Location
- 1440 SE Fleming Avenue Gresham, Multnomah County, Oregon 97080 United States
- 45°29′04″N 122°24′27″W﻿ / ﻿45.484426°N 122.407466°W

Information
- Type: Public
- Opened: 2002
- School district: Gresham-Barlow School District
- Principal: Ryan Blaszak
- Teaching staff: 8.89 (FTE)
- Grades: 9-12
- Enrollment: 193 (2018–19)
- Student to teacher ratio: 21.71
- Mascot: Titan
- Website: https://sths.gresham.k12.or.us

= Springwater Trail High School =

Springwater Trail High School is a public high school in the Gresham-Barlow School District located in Gresham, Oregon, United States. It is described as a "small, personal (intimate) campus-like setting." Juniors and Seniors have an opportunity to participate in a middle college program at Mt. Hood Community College.

== About ==
Springwater Trail High School serves approximately 200 students from 9th through 12th grade, making it much smaller than typical public high schools in the Portland metro area. It accepts students by application from anywhere in the Gresham-Barlow School District. The program includes a four-year high school experience that culminates in a standard high school diploma.

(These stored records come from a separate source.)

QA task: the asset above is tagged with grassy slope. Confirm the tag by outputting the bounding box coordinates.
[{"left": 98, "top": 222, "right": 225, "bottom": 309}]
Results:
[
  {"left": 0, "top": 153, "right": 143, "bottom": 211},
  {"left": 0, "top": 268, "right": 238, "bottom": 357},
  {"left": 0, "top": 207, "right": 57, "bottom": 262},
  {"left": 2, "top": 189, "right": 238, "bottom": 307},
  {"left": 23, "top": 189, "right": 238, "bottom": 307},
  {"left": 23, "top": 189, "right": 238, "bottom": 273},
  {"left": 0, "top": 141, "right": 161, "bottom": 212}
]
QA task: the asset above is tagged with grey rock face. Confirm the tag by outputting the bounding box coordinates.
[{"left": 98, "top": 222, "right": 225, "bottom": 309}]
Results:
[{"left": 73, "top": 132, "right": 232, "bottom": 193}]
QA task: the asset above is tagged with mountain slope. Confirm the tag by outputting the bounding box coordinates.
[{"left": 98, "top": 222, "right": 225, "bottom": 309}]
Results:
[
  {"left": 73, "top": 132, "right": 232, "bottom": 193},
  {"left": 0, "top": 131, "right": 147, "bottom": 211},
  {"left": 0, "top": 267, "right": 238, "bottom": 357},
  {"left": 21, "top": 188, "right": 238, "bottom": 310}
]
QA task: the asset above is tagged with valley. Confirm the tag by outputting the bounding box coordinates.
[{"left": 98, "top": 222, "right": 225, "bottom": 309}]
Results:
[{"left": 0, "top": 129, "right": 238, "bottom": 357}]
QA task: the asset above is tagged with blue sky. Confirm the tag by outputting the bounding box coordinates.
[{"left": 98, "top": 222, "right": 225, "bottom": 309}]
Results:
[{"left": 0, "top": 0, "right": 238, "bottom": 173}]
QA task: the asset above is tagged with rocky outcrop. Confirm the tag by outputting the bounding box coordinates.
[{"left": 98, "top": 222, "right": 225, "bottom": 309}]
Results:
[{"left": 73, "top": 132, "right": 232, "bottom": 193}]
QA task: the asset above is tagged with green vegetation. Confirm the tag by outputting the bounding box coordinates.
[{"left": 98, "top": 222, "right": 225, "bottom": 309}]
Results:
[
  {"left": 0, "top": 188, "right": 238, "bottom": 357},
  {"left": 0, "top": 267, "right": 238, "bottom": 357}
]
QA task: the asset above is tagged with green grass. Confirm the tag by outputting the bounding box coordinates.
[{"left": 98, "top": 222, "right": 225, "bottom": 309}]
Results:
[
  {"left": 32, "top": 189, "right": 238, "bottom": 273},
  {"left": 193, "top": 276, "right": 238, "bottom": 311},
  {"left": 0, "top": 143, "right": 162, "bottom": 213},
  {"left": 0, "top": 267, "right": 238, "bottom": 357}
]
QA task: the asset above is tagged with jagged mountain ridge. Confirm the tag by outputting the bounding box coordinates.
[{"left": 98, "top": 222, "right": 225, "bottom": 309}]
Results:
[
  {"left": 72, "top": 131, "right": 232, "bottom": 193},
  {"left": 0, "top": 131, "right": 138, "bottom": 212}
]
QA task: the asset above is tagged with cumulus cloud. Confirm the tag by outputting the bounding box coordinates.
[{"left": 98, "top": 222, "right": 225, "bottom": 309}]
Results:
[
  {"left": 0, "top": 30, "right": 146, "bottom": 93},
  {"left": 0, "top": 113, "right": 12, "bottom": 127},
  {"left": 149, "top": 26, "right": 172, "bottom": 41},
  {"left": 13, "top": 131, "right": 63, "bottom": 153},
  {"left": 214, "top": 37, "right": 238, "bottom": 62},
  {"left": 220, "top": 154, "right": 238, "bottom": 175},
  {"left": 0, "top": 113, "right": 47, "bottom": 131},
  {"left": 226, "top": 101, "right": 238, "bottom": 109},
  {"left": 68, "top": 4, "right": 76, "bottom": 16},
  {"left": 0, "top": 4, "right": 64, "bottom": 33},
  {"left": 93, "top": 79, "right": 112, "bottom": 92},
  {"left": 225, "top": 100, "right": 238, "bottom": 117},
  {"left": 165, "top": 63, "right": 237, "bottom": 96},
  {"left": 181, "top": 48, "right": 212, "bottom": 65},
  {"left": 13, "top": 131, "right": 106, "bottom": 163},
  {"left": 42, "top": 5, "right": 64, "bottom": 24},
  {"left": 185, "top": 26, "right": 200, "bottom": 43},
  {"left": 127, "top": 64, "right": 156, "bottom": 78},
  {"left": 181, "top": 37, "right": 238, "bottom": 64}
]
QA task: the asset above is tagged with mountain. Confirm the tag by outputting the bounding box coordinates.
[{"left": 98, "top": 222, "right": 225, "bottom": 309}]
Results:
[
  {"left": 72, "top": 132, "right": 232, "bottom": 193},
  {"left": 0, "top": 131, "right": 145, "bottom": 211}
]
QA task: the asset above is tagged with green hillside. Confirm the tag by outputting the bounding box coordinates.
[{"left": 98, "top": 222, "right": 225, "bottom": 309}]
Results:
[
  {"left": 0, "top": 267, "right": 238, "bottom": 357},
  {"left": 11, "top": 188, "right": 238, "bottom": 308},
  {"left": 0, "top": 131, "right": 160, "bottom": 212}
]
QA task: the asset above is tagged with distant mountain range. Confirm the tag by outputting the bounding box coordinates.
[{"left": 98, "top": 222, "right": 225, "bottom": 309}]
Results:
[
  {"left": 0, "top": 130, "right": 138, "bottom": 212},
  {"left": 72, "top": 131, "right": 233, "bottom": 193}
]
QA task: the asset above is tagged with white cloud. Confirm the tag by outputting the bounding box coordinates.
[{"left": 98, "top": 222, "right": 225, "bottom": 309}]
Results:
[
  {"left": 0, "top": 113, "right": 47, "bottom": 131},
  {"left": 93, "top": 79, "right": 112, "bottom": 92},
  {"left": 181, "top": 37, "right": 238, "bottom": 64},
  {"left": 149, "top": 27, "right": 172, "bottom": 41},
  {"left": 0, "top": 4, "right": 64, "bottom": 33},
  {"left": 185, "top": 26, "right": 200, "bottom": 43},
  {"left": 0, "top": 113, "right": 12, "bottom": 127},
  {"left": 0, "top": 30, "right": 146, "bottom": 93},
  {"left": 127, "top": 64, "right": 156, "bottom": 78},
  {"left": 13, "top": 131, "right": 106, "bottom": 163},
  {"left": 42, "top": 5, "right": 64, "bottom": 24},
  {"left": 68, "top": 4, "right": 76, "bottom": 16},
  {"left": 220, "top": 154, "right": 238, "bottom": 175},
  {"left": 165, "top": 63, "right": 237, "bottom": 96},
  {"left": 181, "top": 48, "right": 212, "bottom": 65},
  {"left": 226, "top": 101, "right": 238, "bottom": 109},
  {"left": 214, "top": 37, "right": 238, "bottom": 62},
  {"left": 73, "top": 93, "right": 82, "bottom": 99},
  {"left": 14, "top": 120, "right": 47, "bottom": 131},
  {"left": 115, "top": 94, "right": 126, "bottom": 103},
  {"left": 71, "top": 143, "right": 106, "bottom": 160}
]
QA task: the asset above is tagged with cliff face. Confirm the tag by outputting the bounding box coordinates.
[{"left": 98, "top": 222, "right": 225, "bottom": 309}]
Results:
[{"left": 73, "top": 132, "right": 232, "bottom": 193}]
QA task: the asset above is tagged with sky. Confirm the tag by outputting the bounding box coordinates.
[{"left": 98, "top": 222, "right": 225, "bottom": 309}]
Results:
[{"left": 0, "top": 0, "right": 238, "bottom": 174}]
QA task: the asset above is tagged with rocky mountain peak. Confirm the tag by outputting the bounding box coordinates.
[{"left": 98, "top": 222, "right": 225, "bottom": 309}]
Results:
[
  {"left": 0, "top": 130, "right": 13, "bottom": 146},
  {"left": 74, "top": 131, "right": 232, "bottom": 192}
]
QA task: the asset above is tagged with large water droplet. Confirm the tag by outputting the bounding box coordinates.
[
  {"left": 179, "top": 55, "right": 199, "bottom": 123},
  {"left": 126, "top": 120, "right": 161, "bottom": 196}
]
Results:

The school's mascot is the Titan and the school colors are black and silver.

== History ==
The school opened for students in September 2002 as the third high school in the Gresham-Barlow School District. The first graduating class was the class of 2003.

== 2007 shooting ==
On April 11, 2007, Chad Escobedo, who was a current student at the school at the time, fired two shots at the school. 10 people were injured by the gunfire and broken glass. Escobedo was sentenced to six years in prison for the shooting.